Welles went on to exclaim that he usually always hated character actor Victor Moore -- “a professional Irishman” -- and never especially liked character actress Beulah Bondi, but that in this extraordinary movie they were both absolutely wonderful, and he would credit director-writer McCarey (1898-1969) for their brilliant turns here.
Indeed, McCarey was famous for drawing out fresh, seemingly improvised, always surprising and unusual characterizations from his actors. The very same release year as this lovely, heartbreaking film, which, as Orson also noted, “Nobody ever saw!”, McCarey scored a huge critical and popular hit with perhaps the definitive screwball romantic comedy The Awful Truth (starring Irene Dunne at her scintillating best and Cary Grant in his first real Cary Grant performance) and the Oscars voted McCarey best director for his work on it. Accepting the award, Leo thanked the Academy members, then added, “But you gave it to me for the wrong picture.”

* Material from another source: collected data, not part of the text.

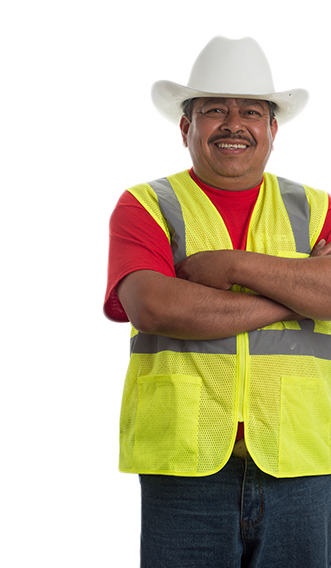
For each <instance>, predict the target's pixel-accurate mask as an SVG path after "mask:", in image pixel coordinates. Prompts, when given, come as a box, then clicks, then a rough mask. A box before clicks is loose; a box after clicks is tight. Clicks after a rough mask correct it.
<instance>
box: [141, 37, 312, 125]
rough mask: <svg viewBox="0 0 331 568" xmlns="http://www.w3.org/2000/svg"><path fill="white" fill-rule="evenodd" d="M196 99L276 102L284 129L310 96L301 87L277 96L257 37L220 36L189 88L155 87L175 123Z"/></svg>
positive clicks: (169, 84)
mask: <svg viewBox="0 0 331 568" xmlns="http://www.w3.org/2000/svg"><path fill="white" fill-rule="evenodd" d="M195 97H227V98H230V97H231V98H248V99H260V100H267V101H272V102H274V103H276V105H277V108H276V112H275V114H276V118H277V122H278V124H279V125H280V126H283V125H284V124H287V123H288V122H290V121H291V120H293V119H294V118H296V117H297V116H298V115H299V114H300V113H301V112H302V111H303V110H304V108H305V107H306V105H307V103H308V101H309V97H310V94H309V91H307V90H306V89H301V88H300V89H291V90H289V91H282V92H279V93H275V87H274V82H273V78H272V73H271V68H270V65H269V61H268V59H267V57H266V55H265V53H264V51H263V50H262V48H261V47H260V45H259V44H258V43H257V41H256V40H255V39H254V38H252V37H244V38H242V39H239V40H237V39H229V38H227V37H224V36H221V35H216V36H214V37H213V38H212V39H211V40H210V41H209V42H208V43H207V45H206V46H205V47H204V48H203V49H202V51H201V52H200V53H199V55H198V57H197V58H196V60H195V62H194V63H193V66H192V70H191V73H190V76H189V80H188V83H187V87H184V86H183V85H179V84H178V83H174V82H172V81H166V80H161V81H156V82H155V83H153V85H152V87H151V98H152V102H153V105H154V106H155V108H156V110H157V111H158V112H159V113H160V114H161V115H162V116H163V117H164V118H166V119H167V120H170V122H173V123H174V124H179V121H180V118H181V116H182V114H183V109H182V104H183V102H184V101H185V100H187V99H192V98H195Z"/></svg>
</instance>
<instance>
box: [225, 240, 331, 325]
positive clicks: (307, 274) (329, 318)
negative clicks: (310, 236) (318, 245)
mask: <svg viewBox="0 0 331 568" xmlns="http://www.w3.org/2000/svg"><path fill="white" fill-rule="evenodd" d="M236 252H239V254H240V253H241V251H236ZM233 279H234V280H235V282H236V283H237V284H239V285H241V286H246V287H247V288H249V289H251V290H254V291H255V292H257V293H258V294H262V295H264V296H267V297H268V298H271V299H273V300H275V301H276V302H279V303H281V304H283V305H285V306H287V307H288V308H290V309H291V310H293V311H295V312H297V313H300V314H301V315H302V316H305V317H307V318H312V319H321V320H330V319H331V257H330V256H323V257H310V258H307V259H288V258H278V257H273V256H267V255H261V254H256V253H244V254H243V255H241V254H240V257H239V255H237V262H235V263H234V269H233Z"/></svg>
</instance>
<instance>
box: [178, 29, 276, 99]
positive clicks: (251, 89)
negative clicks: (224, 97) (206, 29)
mask: <svg viewBox="0 0 331 568" xmlns="http://www.w3.org/2000/svg"><path fill="white" fill-rule="evenodd" d="M187 86H188V87H190V88H191V89H195V90H200V91H205V92H209V93H237V94H238V95H240V94H243V95H244V94H252V95H255V94H259V95H261V94H263V93H273V92H274V91H275V87H274V81H273V77H272V73H271V68H270V65H269V62H268V59H267V57H266V55H265V53H264V51H263V50H262V48H261V47H260V45H259V44H258V43H257V41H256V40H255V39H254V38H252V37H244V38H242V39H229V38H227V37H224V36H222V35H216V36H214V37H213V38H212V39H211V40H210V41H209V42H208V43H207V45H206V46H205V47H204V48H203V49H202V51H201V52H200V53H199V55H198V57H197V58H196V60H195V61H194V63H193V66H192V70H191V73H190V76H189V80H188V83H187Z"/></svg>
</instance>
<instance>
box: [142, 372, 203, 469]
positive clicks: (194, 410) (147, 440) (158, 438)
mask: <svg viewBox="0 0 331 568" xmlns="http://www.w3.org/2000/svg"><path fill="white" fill-rule="evenodd" d="M201 384H202V380H201V378H200V377H197V376H183V375H157V376H154V377H150V376H146V377H140V378H139V379H138V386H139V398H138V408H137V419H136V430H135V444H134V455H133V461H134V467H135V468H137V469H138V470H140V471H141V472H142V473H143V472H145V473H148V472H150V473H158V472H159V473H162V472H164V473H171V472H172V473H177V474H185V473H186V474H188V473H190V474H191V473H192V472H194V471H195V470H196V465H197V457H198V420H199V408H200V396H201Z"/></svg>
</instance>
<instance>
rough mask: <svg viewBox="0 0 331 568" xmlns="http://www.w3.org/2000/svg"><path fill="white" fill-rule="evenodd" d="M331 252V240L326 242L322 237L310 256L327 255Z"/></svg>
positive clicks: (311, 253)
mask: <svg viewBox="0 0 331 568" xmlns="http://www.w3.org/2000/svg"><path fill="white" fill-rule="evenodd" d="M329 254H331V242H330V243H328V244H326V241H325V239H322V240H321V241H319V242H318V243H317V245H315V247H314V248H313V251H312V253H311V255H310V256H326V255H329Z"/></svg>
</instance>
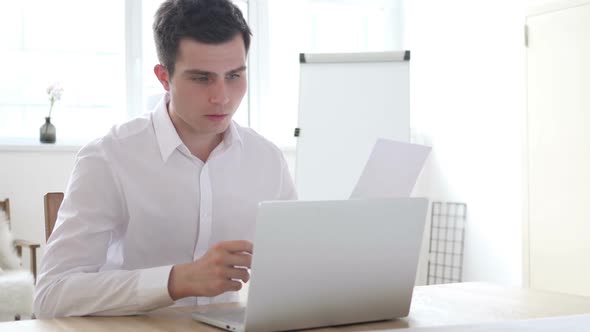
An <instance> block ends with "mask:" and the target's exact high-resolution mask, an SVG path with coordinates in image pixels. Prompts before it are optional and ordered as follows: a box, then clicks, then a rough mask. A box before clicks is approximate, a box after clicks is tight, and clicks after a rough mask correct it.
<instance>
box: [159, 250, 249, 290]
mask: <svg viewBox="0 0 590 332" xmlns="http://www.w3.org/2000/svg"><path fill="white" fill-rule="evenodd" d="M252 249H253V248H252V243H251V242H248V241H226V242H220V243H218V244H216V245H214V246H213V247H211V248H210V249H209V250H208V251H207V252H206V253H205V255H203V257H201V258H200V259H198V260H196V261H194V262H190V263H186V264H179V265H174V266H173V267H172V271H170V277H169V279H168V293H169V294H170V297H172V299H173V300H177V299H180V298H183V297H187V296H208V297H210V296H216V295H219V294H222V293H225V292H228V291H238V290H240V289H242V283H241V282H240V280H241V281H243V282H248V280H249V279H250V273H249V272H248V269H249V268H250V265H251V264H252Z"/></svg>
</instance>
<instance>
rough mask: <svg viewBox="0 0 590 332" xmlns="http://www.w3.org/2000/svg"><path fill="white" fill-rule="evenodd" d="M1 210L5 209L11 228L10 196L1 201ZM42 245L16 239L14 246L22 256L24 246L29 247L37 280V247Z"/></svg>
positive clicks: (33, 271)
mask: <svg viewBox="0 0 590 332" xmlns="http://www.w3.org/2000/svg"><path fill="white" fill-rule="evenodd" d="M0 210H3V211H4V212H5V213H6V218H7V219H8V228H9V229H10V220H11V218H10V200H9V199H8V198H6V199H5V200H3V201H0ZM40 246H41V245H40V244H38V243H33V242H29V241H26V240H21V239H15V240H14V247H15V248H16V253H17V255H18V257H20V258H22V256H23V248H29V252H30V256H31V273H32V274H33V278H34V279H35V280H37V248H39V247H40Z"/></svg>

The idea for Make Way for Tomorrow sprang from McCarey’s reaction to the death of his father. “We were real good friends,” Leo told me. “I admired him so much.” The scripts for both Make Way for Tomorrow and The Awful Truth were written by McCarey with Viña Delmar, whose Cosmopolitan short story about old people first prompted the director to contact her. “Old age is a subject audiences hate,” Welles used to give as one reason why this very special, guileless, and uncompromising film was never popular. But it perfectly exemplifies the comment Jean Renoir once made about Leo: “McCarey understands people,” he said, then added, “perhaps better than anyone else in Hollywood.” See this movie with folks you care about (and have plenty of Kleenex available).